Here is the per curiam opinion regarding former LCDR Diaz’s professional licence from the Supreme Court of Kansas.
He appeared pro se.
At the hearing before this court, at which the respondent appeared, the office of the Disciplinary Administrator recommended that the respondent be disbarred. The respondent requested that no discipline be imposed beyond that assessed by the military courts. As referenced above, the hearing panel recommended that respondent be suspended from the practice of law for 3 years and that the suspension be made retroactive to the date of his temporary suspension.
As discussed about United States v. Manning and Noble Prize (intended), the court observed.
We begin our analysis by recognizing that in apparent support of respondent’s position that the military courts have sufficiently disciplined him, he repeats an argument he made before those tribunals. Respondent essentially argues that while his actions were wrong his motive was virtuous. In short, he disclosed the information to protect the Guantanamo Bay detainees’ habeas corpus rights declared in the United States Supreme Court opinion of Rasul v.

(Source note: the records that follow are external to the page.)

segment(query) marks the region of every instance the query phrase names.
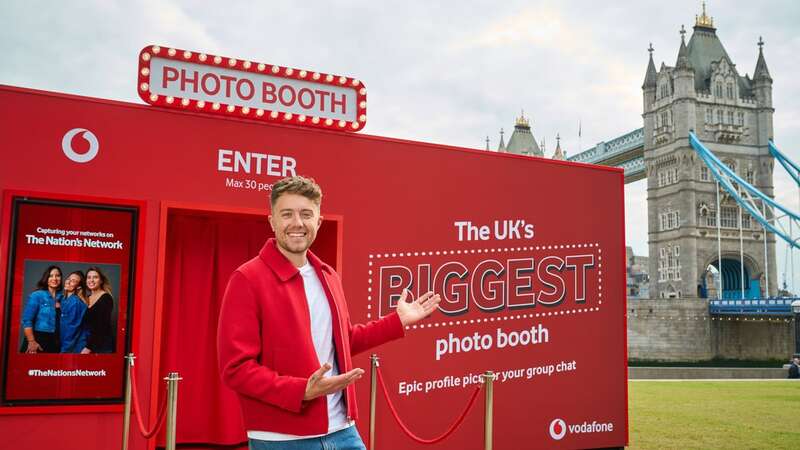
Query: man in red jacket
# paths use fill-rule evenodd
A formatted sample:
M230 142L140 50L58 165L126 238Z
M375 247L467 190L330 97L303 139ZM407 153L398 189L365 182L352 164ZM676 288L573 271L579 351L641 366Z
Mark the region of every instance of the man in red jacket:
M355 429L351 356L403 336L433 312L428 292L396 312L352 325L339 275L308 249L322 224L311 179L275 183L274 239L231 275L219 317L220 374L238 395L250 448L364 449Z

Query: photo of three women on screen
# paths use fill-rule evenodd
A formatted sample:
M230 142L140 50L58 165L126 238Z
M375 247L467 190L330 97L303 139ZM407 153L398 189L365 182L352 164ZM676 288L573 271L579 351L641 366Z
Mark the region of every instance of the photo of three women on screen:
M113 353L111 283L89 267L64 277L50 265L22 310L21 353Z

Bush. . . . . As noted by the hearing panel, the United States Navy-Marine Corps Court of Criminal Appeals affirmed, finding his motive argument “nonsensical and dangerous.” (citations omitted.)
However, the opinion then cites to the providence inquiry where Diaz admits to disclosure for “selfish reasons” and not seeking guidance from seniors because of career concerns.
The majority of the court found that Diaz be disbarred.